Starring Muse Watson

A big part of being a movie geek, one of the horror variety in particular, is being able to take a chance on a movie you have never heard of and in all likelihood is going to be a piece of utter shit. Every once in a while you will find a real gem that way but you usually just get an ass reamer like Season of the Hunted. It is the ability to take reaming after reaming and still come back for more that sets us apart from the average movie goer. Lord knows my cinematic anus has been reamed more than most but I swear to God this one nearly pushed me over the edge. I have never been so close to just shutting off the DVD player, boxing it up, and putting it away in some dark corner where I would not have to even look at it. I don't know if I will ever be the same.

Some guys go into the woods for some kind of weekend at a hunting resort and are hunted down Most Dangerous Game style by some hillbillies. I guess they were hillbillies. They were awfully dirty and drank whiskey out of a jug. They wore a lot of flannel. Do hillbillies wear flannel these days? I don't know.

It really is just a piece of shit. Poorly concieved and acted. I don't know if the guy even knew how to operate the camera. There is a weird black halo around the picture most of the time and I have doubts that it was intentional.

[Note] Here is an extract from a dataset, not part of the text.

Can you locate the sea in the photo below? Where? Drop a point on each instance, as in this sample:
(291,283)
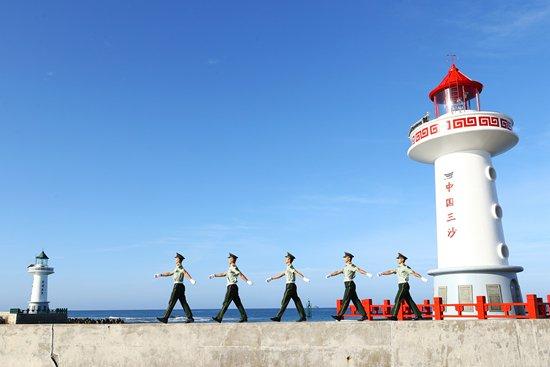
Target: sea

There is some painfully cliched writing as well. I mean, I don't expect War and Peace from stuff like this but there is an honest to God Nam flashback in this movie and that is one of the high moments. I knew I was in trouble when the guy supposed to be the cutting wit of the group started making "final answer / lifeline" jokes. This is the kind of movie where a guy gets hit in the leg with a hunting arrow and just reaches down and plucks it out like he is picking daisies or something. I don't know much about hunting but I know those arrows have barbs on them and you can't just yank 'em out. If I know that then everybody should know it. I'm not exactly a rugged outdoorsman.

Then, just when you think it can't get any worse, it goes into this long drawn out "twist ending" where the survivors are picked up and taken back to some guy's house and HOLY FUCKING SHIT it turns out he is one of the bad guys. It drags on for what seems like half an hour before one of them grab a vase or something and hit the guy over the head. They get in a car and drive home and have a big laugh over what a CRAZY weekend it was. I guess I spoiled it for you. You can thank me later.